Pourtant, l'éducation sexuelle est importante. Cela permet de découvrir son corps, savoir préserver son intimité, alerter si besoin et surtout comprendre la notion de consentement.
Pour Anne-Sophie Simpere, militante associative interrogée sur le plateau d'Estelle Midi sur RMC, "c’est tout à fait nécessaire". "C’est bien que la ministre déclare qu’elle va s’en emparer. En 2022, il y avait un rapport rendu public qui évaluait le niveau d’éducation sexuelle en France et concluait qu’on avait 20 ans de retard", a-t-elle ajouté.
"Ca permet de protéger les gamins, de détecter les cas d’agression sexuelle et dans ce programme, il y a aussi des discussions sur les discriminations, l’image de soi, le rôle des réseaux sociaux. C'est donc hyper important en terme de formation de citoyen", estime Anne-Sophie Simpere, militante associative
Un manque de moyens?
Mais comme l'a affirmé Benjamin Amar, professeur d’histoire géo et militant CGT, "ça pose plusieurs questions à un moment où on nous annonce la suppression de 4.000 postes". "Le service public d'éducation nationale est dégradé par des politiques austéritaires qui ne datent pas de six mois et qui continuent. 4.000 postes en moins c’est considérable", a dénoncé le professeur.
"Je rejoins le fait qu’il faut les moyens pour ça, et notamment ça demande une formation des profs.

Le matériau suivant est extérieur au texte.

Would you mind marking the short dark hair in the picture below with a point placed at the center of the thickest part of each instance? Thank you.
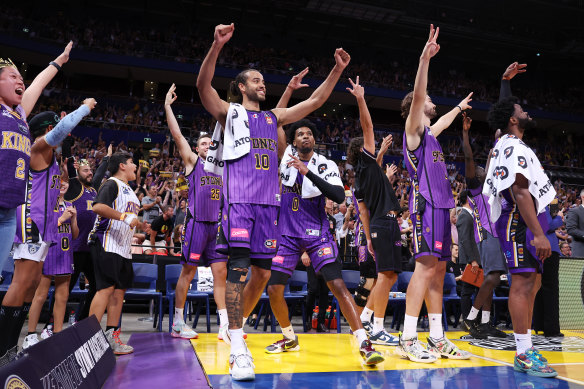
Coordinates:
(354, 149)
(118, 157)
(500, 113)
(406, 105)
(291, 131)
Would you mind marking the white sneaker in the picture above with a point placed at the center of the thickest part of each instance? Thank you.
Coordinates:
(180, 329)
(241, 366)
(30, 340)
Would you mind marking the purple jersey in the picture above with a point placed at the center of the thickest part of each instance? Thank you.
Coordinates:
(39, 214)
(85, 217)
(300, 218)
(427, 168)
(14, 156)
(254, 178)
(204, 201)
(59, 259)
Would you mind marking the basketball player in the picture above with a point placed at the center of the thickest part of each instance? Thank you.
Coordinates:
(16, 103)
(36, 226)
(304, 227)
(491, 257)
(83, 186)
(430, 201)
(378, 206)
(252, 193)
(200, 229)
(58, 265)
(110, 242)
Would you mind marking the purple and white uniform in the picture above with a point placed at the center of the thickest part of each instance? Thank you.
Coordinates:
(252, 190)
(199, 234)
(60, 256)
(304, 226)
(430, 197)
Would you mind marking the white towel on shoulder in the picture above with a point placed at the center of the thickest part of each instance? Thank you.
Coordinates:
(319, 165)
(233, 143)
(510, 157)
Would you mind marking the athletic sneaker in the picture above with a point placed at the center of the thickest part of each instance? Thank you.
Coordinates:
(180, 329)
(30, 340)
(369, 354)
(384, 338)
(446, 349)
(283, 345)
(368, 327)
(529, 363)
(413, 350)
(119, 347)
(241, 366)
(47, 333)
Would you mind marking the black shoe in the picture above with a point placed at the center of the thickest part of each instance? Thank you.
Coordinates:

Et puis, ce sont de plus en plus de contractuels donc ce ne sont pas de bonnes conditions pour être formés et apporter de nouveaux contenus de cours", a ajouté Anne-Sophie Simpere. "On a 20 ans de retard donc il va falloir mettre des moyens. Il faut que ce soit de la mise en œuvre concrète sur le terrain."
Les ravages de la pornographie
Pour la sexologue Catherine Solano, ces cours sont importants car "les parents sont souvent insuffisants". Selon elle, ce sont surtout les pères qui "ne font rien". Elle précise: "C’est difficile pour les mamans de parler à un jeune garçon adolescent vu qu’elles ne sont pas passées par la même adolescence". Les filles ayant leurs règles, "ça fait une entrée pour parler du corps et de la grossesse car tous les parents ont peur que leur fille tombe enceinte un jour. Pour les garçons, ils ont moins peur donc il y a une différence énorme”.

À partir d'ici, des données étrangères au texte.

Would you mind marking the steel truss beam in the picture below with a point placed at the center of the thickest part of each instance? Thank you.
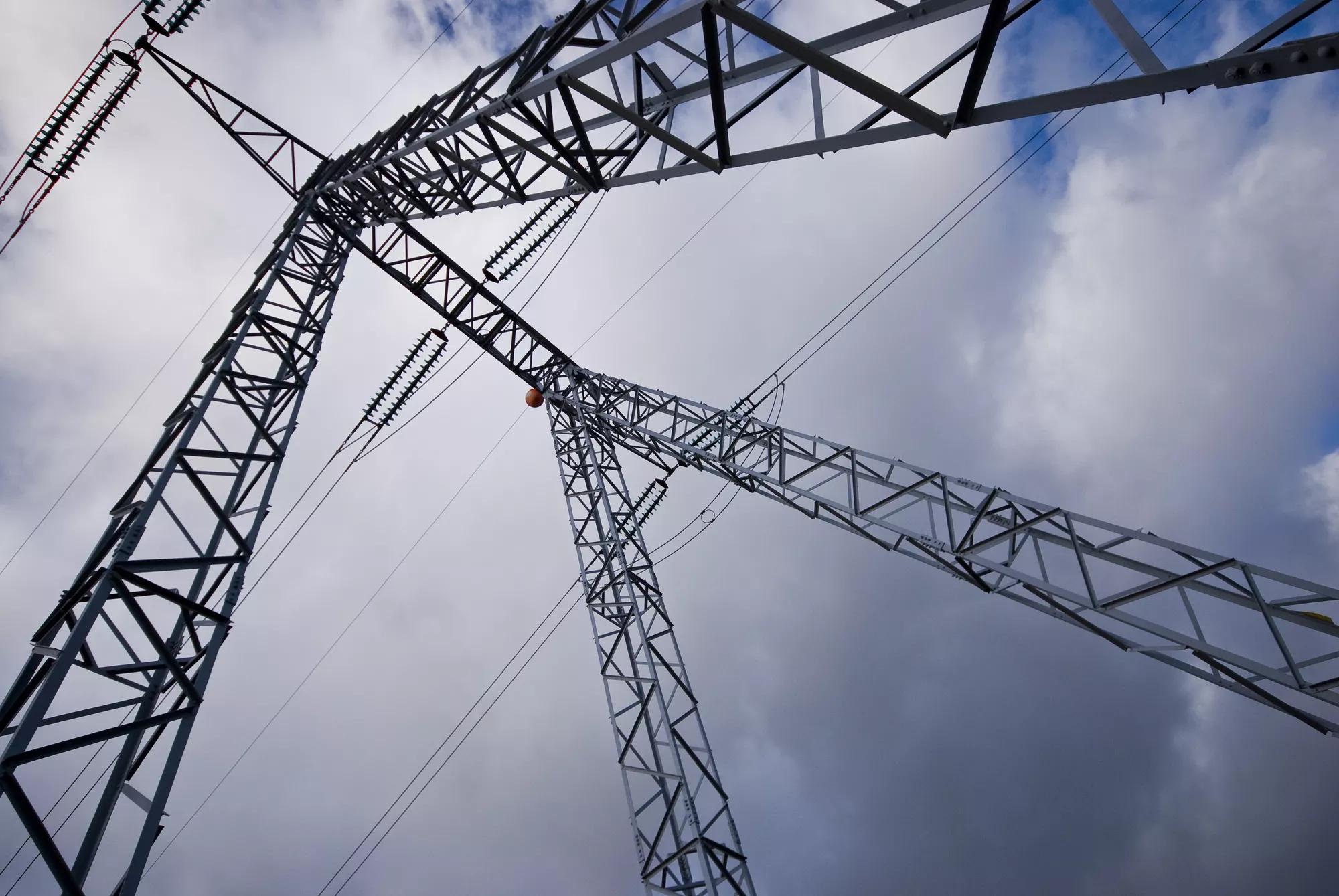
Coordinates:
(132, 644)
(539, 122)
(1255, 632)
(686, 838)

Mais le vrai problème réside, selon elle, dans la pornographie et milite pour qu'elle soit réellement inaccessible aux enfants mineurs: "Il devrait y avoir des amendes dissuasives qui financeraient l'éducation sexuelle à l’école."
"La pornographie crée des ravages épouvantables, je le vois bien en consultation. Et les relations amoureuses et affectives ont beaucoup changé”, souligne Catherine Solano, sexologue.

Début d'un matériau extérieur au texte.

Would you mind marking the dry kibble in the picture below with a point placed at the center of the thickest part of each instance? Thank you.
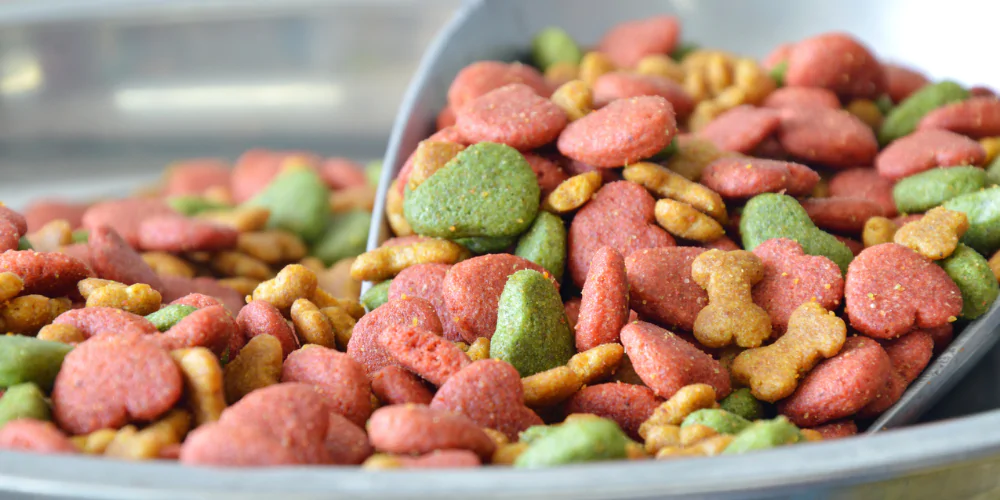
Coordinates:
(203, 383)
(575, 98)
(878, 230)
(666, 184)
(165, 264)
(674, 410)
(138, 299)
(935, 235)
(772, 372)
(385, 262)
(10, 286)
(550, 387)
(597, 363)
(430, 157)
(61, 332)
(258, 365)
(240, 264)
(293, 282)
(731, 313)
(684, 221)
(311, 325)
(572, 193)
(27, 314)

98% des agresseurs sexuels sont des hommes, a également rappelé Anne-Sophie. Alors pour elle, le fait de discuter très jeune du consentement, du corps et préparer à une sexualité qui soit saine et pas seulement dictée par la pornographie, "résoud plein de problèmes y compris à long terme et notamment sur la question des violences sexistes et sexuelles”.
Catherine Solano le confirme: “C’est tout aussi important parce que les enfants peuvent devenir des agresseurs. Il y a des enfants agresseurs car justement ils n’ont pas été éduqués à ce niveau-là."
Le constat du manque d’éducation à la sexualité des enfants et adolescents est plutôt accablant: 15.000 IVG de mineurs sont réalisées en France par an, c’est 4 fois plus que chez nos voisins européens. De plus, un enfant est victime d’inceste, de viol ou d’agression sexuelle toutes les 3 minutes. Taux record en Europe. Sans compter que 45% des enfants de moins de 14 ans ont déjà vu une vidéo pornographique "hard" sur des sites gratuits.